August 13, 2009

Ford -- motivate us to buy your product

Here's a story from fellow water-warrior Bev Schultz whose neighbor was leaning toward buying a Ford hybrid Fusion -- and changed her mind because Ford is partnering with a known polluter to jeopardize the source of 60% of Ayer's water.

Her neighbor said:

"Last Wednesday my husband and I traded in our Ford Explorer for a non-Ford. We have been a 2-Ford-car-car-family for many years, and for 15 years, there's been a Ford in our garage with a license cover from our dealer on the Ayer Rotary. We love their service, and have been using the Ford dealer for all of the years we've been in Ayer, and we bought our last car from them. As of Tuesday, there's no Ford in the left side of our garage."

Ford doesn't like to hear this. We must let Ford know we will buy Fords when they do the right thing and motivate Pan Am Southern to USE THE OTHER LOT.

Please contact Ford Corporate Environmental directly and ask your friends and neighbors to do the same.

You can cut and paste this statement if desired: "Ford -- because you are partnering with a known polluter to unload Fords over an aquifer that serves 15,000 people, my next vehicle will not be a Ford. Please do the right thing and withdraw as a client from Pan Am Southern over the aquifer. Ask Pan Am to USE THE OTHER LOT."

Here's my daily quote from Mass. Attorney General Martha Coakley's Environmental Crime Strikeforce memorandum on sentencing when Pan Am Railways spilled 800-plus gallons in 2006, covered it up and is still trying to skirt the fine.

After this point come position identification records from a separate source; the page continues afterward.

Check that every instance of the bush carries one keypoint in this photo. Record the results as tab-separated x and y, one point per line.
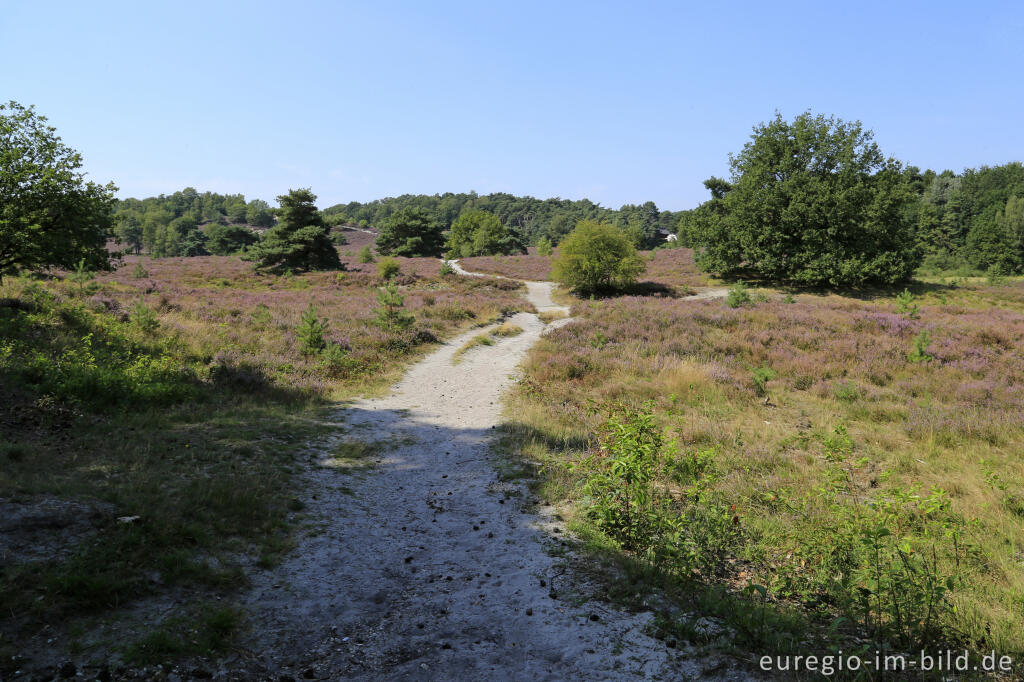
310	333
390	314
596	257
299	241
480	233
920	351
812	202
905	303
738	295
388	268
144	318
411	231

"The present case is a criminal case in which the Commonwealth introduced evidence that the defendants did not merely fail to report the release of diesel fuel, but took steps to deliberately cover up the spill.

"For example, the Commonwealth introduced evidence that, on the night of the spill, the defendants ordered workers to dig holes that would enable pooled oil to sink below the ground surface. The next day, the defendants directed their workers to remove the most heavily stained soil and ballast on the surface and put in fresh ballast, even though stained and fuel-soaked soil remained below (and their continued to be an overwhelming smell of diesel fuel).

"Moreover, as soon as the defendants learned that government authorities had been alerted to the spill, the first thing they did was to try to remove from the scene scene the locomotive that had spilled the fuel at a time when the locomotive still showed evidence of the size of the spill.